Copia tutto qui — comprese le righe contenenti BEGIN CERTIFICATE e END CERTIFICATE — e aggiungi il certificato nel menu di configurazione sotto Setup > General > Global settings > Site management > Trusted certificate authorities for SSL:

4.3. Creazione dell'host piggyback
Crea un nuovo host in Checkmk come al solito e chiamalo, ad esempio, myopenshiftclusterhost.
Come suggeriscono il titolo e il nome host, questo host viene utilizzato per raccogliere i dati piggyback e anche per effettuare la mappatura di tutti i servizi e le metriche a livello di cluster.
Poiché questo host riceve dati esclusivamente tramite l’agente speciale, nelle proprietà dell’host assicurati di impostare l’opzione IP address family su No IP.
Conferma l’intera configurazione premendo il pulsante Save & view folder.

4.4. Configurazione della gestione dinamica degli host
Per garantire la separazione tra oggetti in diversi cluster Kubernetes, di solito è comodo creare una cartella per ogni cluster tramite Setup > Hosts > Add folder, in cui la gestione dinamica degli host può creare automaticamente tutti gli host di un cluster. Tuttavia, la creazione e l'utilizzo di tale cartella sono facoltativi.
Successivamente, configura una connessione per i dati piggyback in entrata. Per farlo, vai su Setup > Hosts > Dynamic host management > Add connection.
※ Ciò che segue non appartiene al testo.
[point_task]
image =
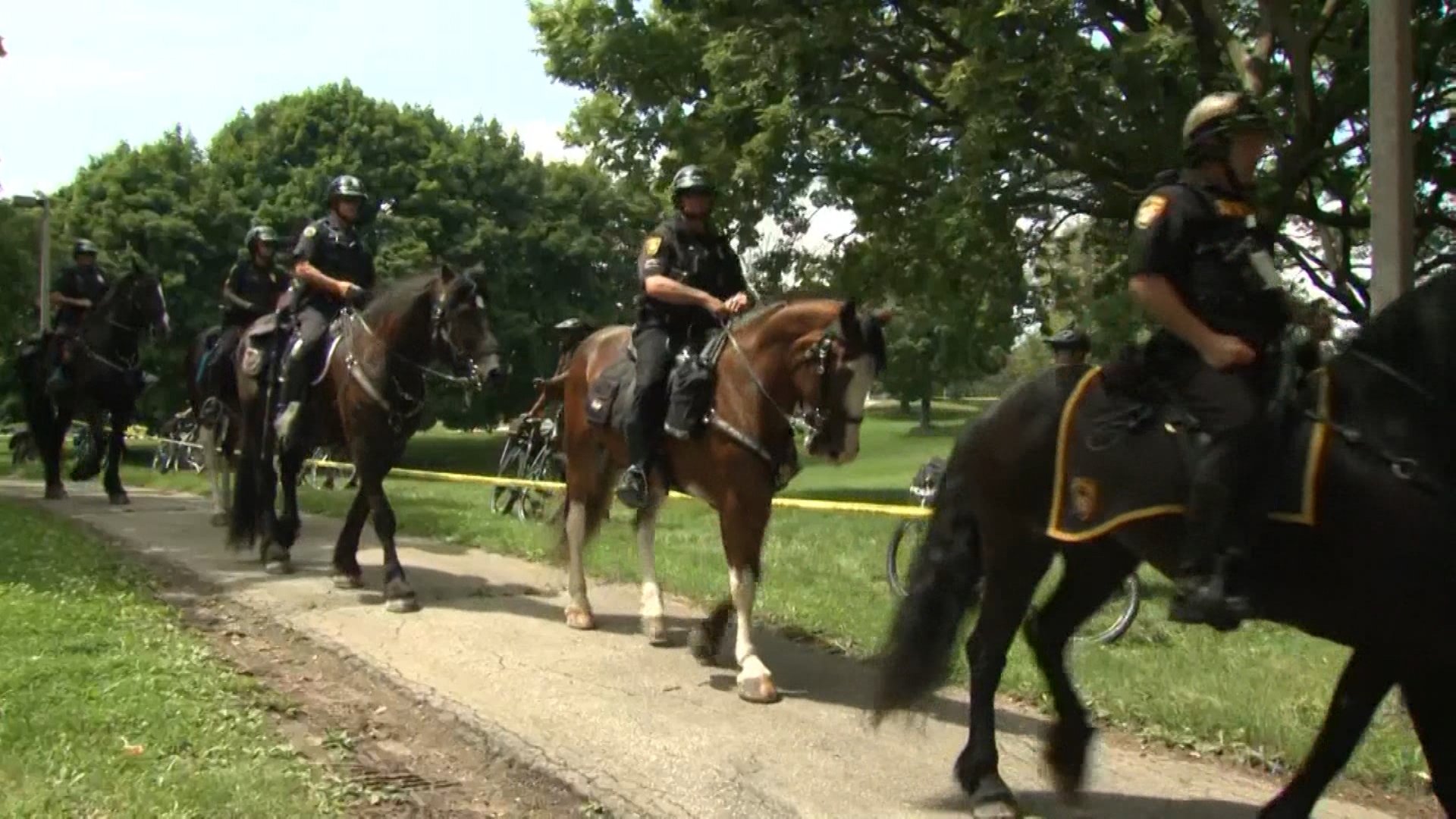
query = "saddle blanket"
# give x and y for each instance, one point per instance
(1109, 475)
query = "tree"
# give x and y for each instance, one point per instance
(557, 240)
(998, 121)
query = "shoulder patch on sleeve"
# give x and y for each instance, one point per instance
(1150, 209)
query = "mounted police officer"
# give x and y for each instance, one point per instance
(251, 292)
(1069, 347)
(691, 281)
(77, 289)
(331, 268)
(1200, 267)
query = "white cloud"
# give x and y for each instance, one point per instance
(542, 137)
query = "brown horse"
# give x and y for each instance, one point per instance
(1357, 547)
(367, 397)
(814, 356)
(218, 439)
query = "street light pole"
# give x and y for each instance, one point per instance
(46, 261)
(44, 245)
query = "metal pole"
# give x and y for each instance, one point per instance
(1392, 156)
(46, 261)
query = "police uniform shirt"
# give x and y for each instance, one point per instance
(1187, 234)
(258, 287)
(338, 253)
(704, 261)
(77, 281)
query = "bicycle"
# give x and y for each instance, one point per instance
(530, 453)
(325, 477)
(178, 447)
(925, 487)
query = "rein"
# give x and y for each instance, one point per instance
(811, 419)
(354, 319)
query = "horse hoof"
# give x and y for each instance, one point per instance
(759, 689)
(704, 649)
(996, 811)
(655, 632)
(402, 605)
(580, 620)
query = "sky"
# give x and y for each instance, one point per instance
(85, 74)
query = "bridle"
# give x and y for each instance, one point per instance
(112, 308)
(810, 417)
(446, 347)
(440, 340)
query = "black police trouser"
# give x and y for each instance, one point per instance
(655, 349)
(310, 324)
(223, 352)
(1225, 509)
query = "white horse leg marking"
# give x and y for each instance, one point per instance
(212, 455)
(653, 624)
(745, 588)
(579, 611)
(224, 465)
(856, 394)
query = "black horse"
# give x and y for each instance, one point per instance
(105, 376)
(367, 398)
(1360, 522)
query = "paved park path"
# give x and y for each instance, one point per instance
(648, 732)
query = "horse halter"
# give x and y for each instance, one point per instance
(816, 417)
(457, 357)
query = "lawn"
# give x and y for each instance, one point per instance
(1257, 695)
(109, 707)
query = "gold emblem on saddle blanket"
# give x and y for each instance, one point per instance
(1149, 212)
(1084, 497)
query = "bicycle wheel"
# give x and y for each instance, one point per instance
(532, 503)
(513, 465)
(894, 575)
(1116, 618)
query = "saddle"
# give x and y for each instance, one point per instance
(1128, 455)
(689, 390)
(262, 335)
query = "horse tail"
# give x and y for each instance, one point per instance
(243, 518)
(555, 387)
(944, 586)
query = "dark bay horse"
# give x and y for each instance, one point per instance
(1357, 550)
(105, 376)
(218, 439)
(367, 398)
(814, 356)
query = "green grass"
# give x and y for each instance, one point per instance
(1257, 695)
(109, 707)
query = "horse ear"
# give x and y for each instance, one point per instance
(849, 325)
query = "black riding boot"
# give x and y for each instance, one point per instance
(294, 382)
(632, 487)
(644, 431)
(1219, 531)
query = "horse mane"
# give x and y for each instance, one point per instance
(400, 297)
(1416, 335)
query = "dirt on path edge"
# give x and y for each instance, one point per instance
(400, 752)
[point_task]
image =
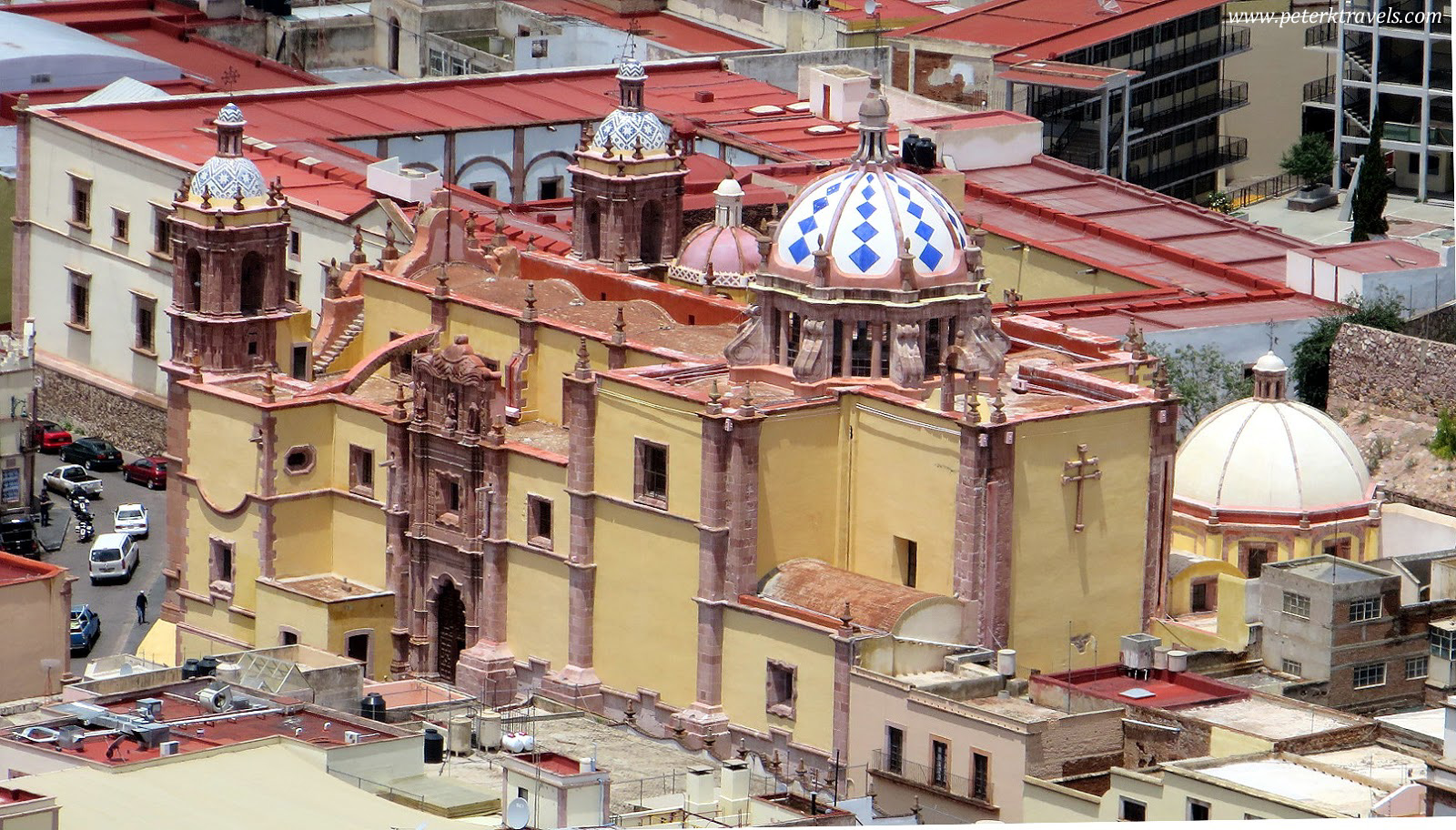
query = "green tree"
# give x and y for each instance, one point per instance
(1310, 370)
(1205, 379)
(1310, 157)
(1369, 194)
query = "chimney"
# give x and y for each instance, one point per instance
(733, 797)
(701, 798)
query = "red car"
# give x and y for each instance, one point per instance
(150, 471)
(50, 437)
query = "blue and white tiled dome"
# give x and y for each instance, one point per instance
(625, 127)
(864, 215)
(222, 177)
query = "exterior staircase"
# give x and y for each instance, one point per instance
(328, 356)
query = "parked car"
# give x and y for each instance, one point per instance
(131, 519)
(114, 557)
(92, 453)
(50, 437)
(85, 630)
(150, 471)
(72, 480)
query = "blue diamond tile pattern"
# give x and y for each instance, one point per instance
(864, 258)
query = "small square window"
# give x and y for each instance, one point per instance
(1369, 676)
(80, 302)
(146, 319)
(1296, 604)
(783, 689)
(652, 473)
(1365, 609)
(361, 471)
(1417, 667)
(539, 521)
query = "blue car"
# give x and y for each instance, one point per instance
(85, 630)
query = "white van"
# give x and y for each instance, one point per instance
(114, 557)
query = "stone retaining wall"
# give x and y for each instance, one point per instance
(1387, 369)
(92, 411)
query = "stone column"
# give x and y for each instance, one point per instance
(1164, 430)
(577, 682)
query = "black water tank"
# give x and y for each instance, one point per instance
(373, 706)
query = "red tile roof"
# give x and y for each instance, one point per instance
(1052, 28)
(21, 570)
(662, 28)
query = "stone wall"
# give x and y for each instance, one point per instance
(92, 411)
(1387, 369)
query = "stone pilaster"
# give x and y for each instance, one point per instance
(1164, 430)
(577, 682)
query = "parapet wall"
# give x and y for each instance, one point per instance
(1394, 370)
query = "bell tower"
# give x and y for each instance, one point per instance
(628, 184)
(229, 262)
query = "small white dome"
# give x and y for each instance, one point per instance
(1270, 456)
(1270, 363)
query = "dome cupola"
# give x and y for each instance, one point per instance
(864, 218)
(229, 175)
(721, 252)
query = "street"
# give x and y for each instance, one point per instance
(116, 602)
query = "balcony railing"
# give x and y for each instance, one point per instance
(1230, 95)
(1321, 91)
(1228, 152)
(1232, 40)
(939, 781)
(1321, 34)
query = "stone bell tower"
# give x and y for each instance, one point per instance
(229, 262)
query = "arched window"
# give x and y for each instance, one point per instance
(393, 44)
(193, 291)
(652, 232)
(593, 232)
(251, 286)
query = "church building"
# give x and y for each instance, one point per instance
(521, 472)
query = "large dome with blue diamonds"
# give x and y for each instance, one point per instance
(863, 216)
(222, 177)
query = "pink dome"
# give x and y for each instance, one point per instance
(733, 252)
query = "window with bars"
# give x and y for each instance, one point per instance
(1365, 609)
(1369, 676)
(1296, 604)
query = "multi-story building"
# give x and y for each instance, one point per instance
(1394, 62)
(1130, 89)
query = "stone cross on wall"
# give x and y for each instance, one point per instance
(1085, 471)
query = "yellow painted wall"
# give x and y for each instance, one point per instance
(902, 482)
(1040, 274)
(647, 619)
(1089, 582)
(749, 643)
(800, 499)
(628, 412)
(1223, 743)
(538, 603)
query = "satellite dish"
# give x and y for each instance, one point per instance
(517, 813)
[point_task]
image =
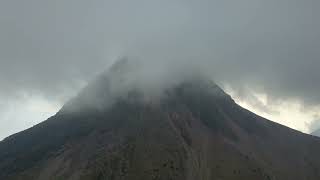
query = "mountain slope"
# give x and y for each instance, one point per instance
(316, 133)
(194, 131)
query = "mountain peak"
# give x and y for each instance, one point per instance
(123, 126)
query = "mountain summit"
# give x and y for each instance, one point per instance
(188, 130)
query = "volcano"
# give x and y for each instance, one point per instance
(192, 130)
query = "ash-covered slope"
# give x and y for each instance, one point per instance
(316, 133)
(192, 131)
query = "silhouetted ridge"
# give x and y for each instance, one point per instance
(189, 130)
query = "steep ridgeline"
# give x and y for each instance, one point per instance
(194, 131)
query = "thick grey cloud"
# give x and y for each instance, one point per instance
(272, 46)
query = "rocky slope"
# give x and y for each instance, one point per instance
(194, 131)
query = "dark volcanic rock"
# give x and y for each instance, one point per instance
(193, 132)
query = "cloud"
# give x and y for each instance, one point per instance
(54, 47)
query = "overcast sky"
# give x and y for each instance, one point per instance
(266, 53)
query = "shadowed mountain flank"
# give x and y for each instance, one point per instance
(190, 130)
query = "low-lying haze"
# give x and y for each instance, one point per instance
(264, 52)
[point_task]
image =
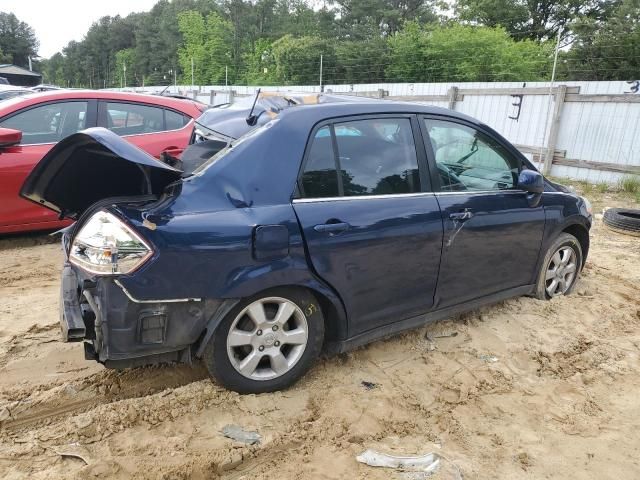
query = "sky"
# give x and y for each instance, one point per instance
(57, 22)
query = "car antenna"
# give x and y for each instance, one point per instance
(252, 119)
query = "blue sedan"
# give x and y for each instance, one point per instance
(323, 229)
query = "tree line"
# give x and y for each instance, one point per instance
(274, 42)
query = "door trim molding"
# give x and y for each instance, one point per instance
(423, 319)
(362, 197)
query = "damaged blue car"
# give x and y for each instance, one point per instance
(325, 228)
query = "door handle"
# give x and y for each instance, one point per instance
(462, 216)
(332, 227)
(173, 151)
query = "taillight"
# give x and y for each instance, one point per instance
(105, 245)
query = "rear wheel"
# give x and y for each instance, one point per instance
(560, 268)
(267, 342)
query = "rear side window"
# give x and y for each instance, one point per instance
(320, 178)
(373, 157)
(133, 119)
(174, 121)
(49, 123)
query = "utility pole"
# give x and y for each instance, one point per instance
(320, 73)
(551, 88)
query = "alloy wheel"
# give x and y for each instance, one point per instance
(267, 338)
(561, 271)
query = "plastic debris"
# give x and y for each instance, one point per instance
(428, 463)
(237, 433)
(74, 450)
(431, 337)
(488, 358)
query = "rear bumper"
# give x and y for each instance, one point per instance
(121, 331)
(71, 321)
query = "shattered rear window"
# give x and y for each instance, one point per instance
(247, 137)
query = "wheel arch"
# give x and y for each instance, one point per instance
(581, 232)
(333, 312)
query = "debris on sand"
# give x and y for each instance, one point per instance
(428, 463)
(75, 450)
(237, 433)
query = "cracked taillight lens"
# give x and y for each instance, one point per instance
(105, 245)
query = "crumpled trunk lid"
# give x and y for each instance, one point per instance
(92, 165)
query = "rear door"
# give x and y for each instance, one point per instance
(492, 236)
(372, 226)
(152, 128)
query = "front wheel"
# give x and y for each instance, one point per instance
(560, 268)
(267, 342)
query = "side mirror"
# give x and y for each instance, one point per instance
(531, 181)
(9, 136)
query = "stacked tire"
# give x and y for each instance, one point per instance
(623, 220)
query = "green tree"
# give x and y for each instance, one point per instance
(607, 50)
(534, 19)
(297, 60)
(126, 67)
(360, 61)
(465, 53)
(17, 40)
(207, 43)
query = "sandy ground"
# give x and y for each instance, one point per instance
(525, 389)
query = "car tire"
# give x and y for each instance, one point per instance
(556, 276)
(622, 220)
(266, 342)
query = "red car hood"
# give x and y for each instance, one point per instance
(92, 165)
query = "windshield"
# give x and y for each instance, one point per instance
(230, 146)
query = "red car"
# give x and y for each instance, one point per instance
(32, 124)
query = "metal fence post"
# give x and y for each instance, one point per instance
(560, 94)
(453, 97)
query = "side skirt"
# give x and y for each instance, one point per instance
(424, 319)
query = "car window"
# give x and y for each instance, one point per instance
(320, 178)
(375, 157)
(133, 119)
(174, 120)
(467, 159)
(381, 159)
(48, 123)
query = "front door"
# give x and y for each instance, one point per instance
(372, 228)
(492, 236)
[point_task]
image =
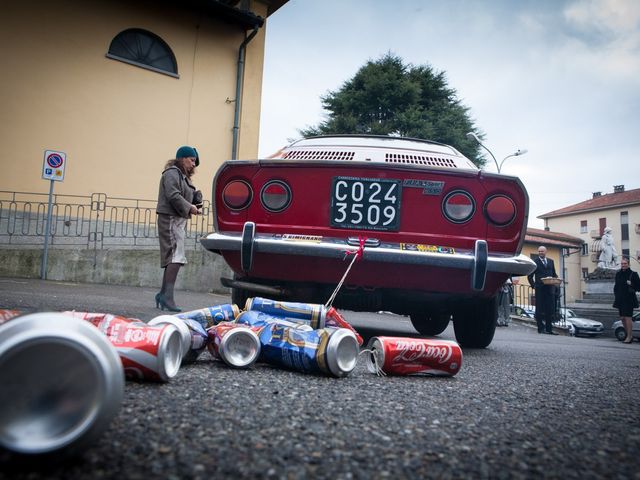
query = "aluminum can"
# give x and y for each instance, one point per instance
(185, 333)
(210, 316)
(334, 319)
(235, 344)
(198, 339)
(413, 356)
(310, 313)
(6, 315)
(61, 384)
(258, 320)
(147, 352)
(332, 351)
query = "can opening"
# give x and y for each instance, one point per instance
(51, 392)
(241, 348)
(173, 356)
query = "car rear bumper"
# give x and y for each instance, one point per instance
(477, 261)
(588, 330)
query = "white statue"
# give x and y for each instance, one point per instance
(608, 253)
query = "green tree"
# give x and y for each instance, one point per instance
(389, 97)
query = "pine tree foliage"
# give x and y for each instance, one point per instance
(389, 97)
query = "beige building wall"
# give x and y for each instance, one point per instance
(118, 123)
(570, 225)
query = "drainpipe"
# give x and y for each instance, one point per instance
(239, 78)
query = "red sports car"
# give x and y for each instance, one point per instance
(437, 236)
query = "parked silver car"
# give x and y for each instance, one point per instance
(618, 328)
(580, 326)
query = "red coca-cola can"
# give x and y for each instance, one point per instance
(235, 344)
(147, 352)
(413, 356)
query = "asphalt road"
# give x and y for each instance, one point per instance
(529, 406)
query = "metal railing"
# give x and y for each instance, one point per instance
(524, 302)
(94, 221)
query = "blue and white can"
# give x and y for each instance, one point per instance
(199, 340)
(332, 351)
(210, 316)
(258, 319)
(309, 313)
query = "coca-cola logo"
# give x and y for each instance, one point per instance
(408, 351)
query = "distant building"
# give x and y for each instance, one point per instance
(587, 220)
(119, 85)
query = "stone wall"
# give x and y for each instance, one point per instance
(139, 268)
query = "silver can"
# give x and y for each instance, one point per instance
(235, 344)
(185, 333)
(62, 384)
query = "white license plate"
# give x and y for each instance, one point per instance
(365, 203)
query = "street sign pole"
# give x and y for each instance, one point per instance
(43, 265)
(52, 170)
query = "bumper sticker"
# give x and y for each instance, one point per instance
(417, 247)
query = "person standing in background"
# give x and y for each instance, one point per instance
(624, 289)
(545, 294)
(505, 299)
(178, 199)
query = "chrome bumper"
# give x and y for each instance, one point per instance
(478, 261)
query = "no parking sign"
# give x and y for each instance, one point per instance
(53, 167)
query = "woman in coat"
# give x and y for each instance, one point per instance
(625, 288)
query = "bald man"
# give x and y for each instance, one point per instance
(545, 294)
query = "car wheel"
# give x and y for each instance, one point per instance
(620, 333)
(475, 323)
(430, 325)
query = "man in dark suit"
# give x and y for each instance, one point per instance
(545, 294)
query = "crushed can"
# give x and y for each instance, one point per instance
(61, 384)
(210, 316)
(6, 315)
(332, 351)
(258, 320)
(312, 314)
(235, 344)
(198, 339)
(413, 356)
(185, 333)
(335, 319)
(147, 352)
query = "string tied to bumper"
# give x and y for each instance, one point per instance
(357, 255)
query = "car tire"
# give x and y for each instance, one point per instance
(430, 324)
(475, 323)
(620, 333)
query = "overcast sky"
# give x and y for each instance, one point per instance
(560, 78)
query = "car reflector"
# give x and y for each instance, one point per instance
(275, 196)
(458, 206)
(237, 195)
(500, 210)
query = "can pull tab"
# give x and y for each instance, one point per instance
(373, 362)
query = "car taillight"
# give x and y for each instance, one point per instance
(237, 194)
(500, 210)
(458, 206)
(275, 196)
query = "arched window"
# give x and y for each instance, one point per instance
(143, 49)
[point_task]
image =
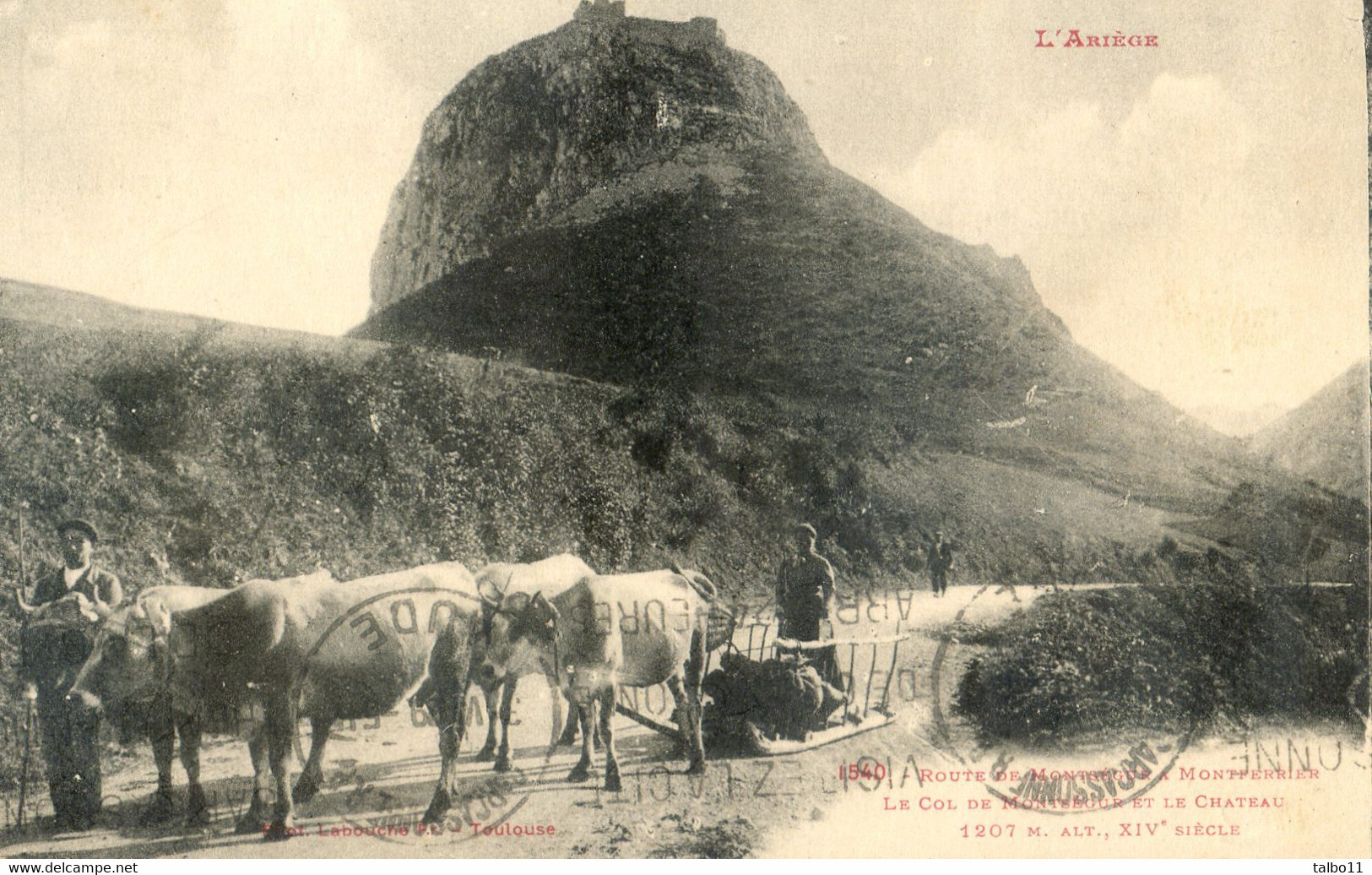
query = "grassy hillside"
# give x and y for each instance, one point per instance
(800, 288)
(214, 453)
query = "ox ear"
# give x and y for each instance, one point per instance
(160, 616)
(542, 612)
(490, 593)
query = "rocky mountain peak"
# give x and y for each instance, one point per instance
(535, 129)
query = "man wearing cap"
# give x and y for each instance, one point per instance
(52, 656)
(940, 562)
(805, 597)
Inserisci prima un titolo e poi, sotto "Connection Properties", clicca su "show more".
Il passo successivo, molto importante, è inserire l'host piggyback creato in precedenza sotto "Restrict source hosts".
Quindi, sotto "Piggyback creation options", clicca su "Add new element" e sotto "Create hosts in" seleziona la cartella creata in precedenza.
Puoi lasciare gli attributi predefiniti in Host attributes to set così come sono. Questi assicurano che Checkmk accetti solo i dati piggyback dagli host creati automaticamente e non tenti di eseguire il ping su questi o di accedervi tramite SNMP, ad esempio.
In un ambiente OpenShift in cui gli oggetti monitorabili e monitorati vanno e vengono continuamente, di solito si consiglia di abilitare anche l'opzione Automatically delete hosts without piggyback data. Cosa fa esattamente questa opzione e in quali circostanze gli host vengono effettivamente eliminati è spiegato nel capitolo sull'eliminazione automatica degli host nell'articolo sulla gestione dinamica degli host.
Infine, abilita l'opzione "Discover services during creation".
La sezione "Connection Properties" di questa nuova connessione potrebbe apparire come segue:

4.5. Personalizzazione della scoperta periodica del servizio
Per impostazione predefinita, Checkmk esegue la scoperta del servizio ogni due ore e visualizza il risultato di questa scoperta nel servizio "Check_MK Discovery".
Puoi trovare questa impostazione nel set di regole "Periodic service discovery".
Nel contesto di OpenShift, ti consigliamo di creare una regola con l'etichetta "cmk/kubernetes:yes" per tutti gli host.
Questo perché ogni host che rappresenta oggetti Kubernetes riceve automaticamente questa etichetta da Checkmk.
In questo caso dovresti scegliere un intervallo più breve di due ore per la scoperta del servizio e attivare anche l'opzione "Automatically update service configuration".
Le impostazioni nella schermata qui sotto sono solo esempi.
Dovrai decidere cosa è più sensato per i tuoi cluster caso per caso.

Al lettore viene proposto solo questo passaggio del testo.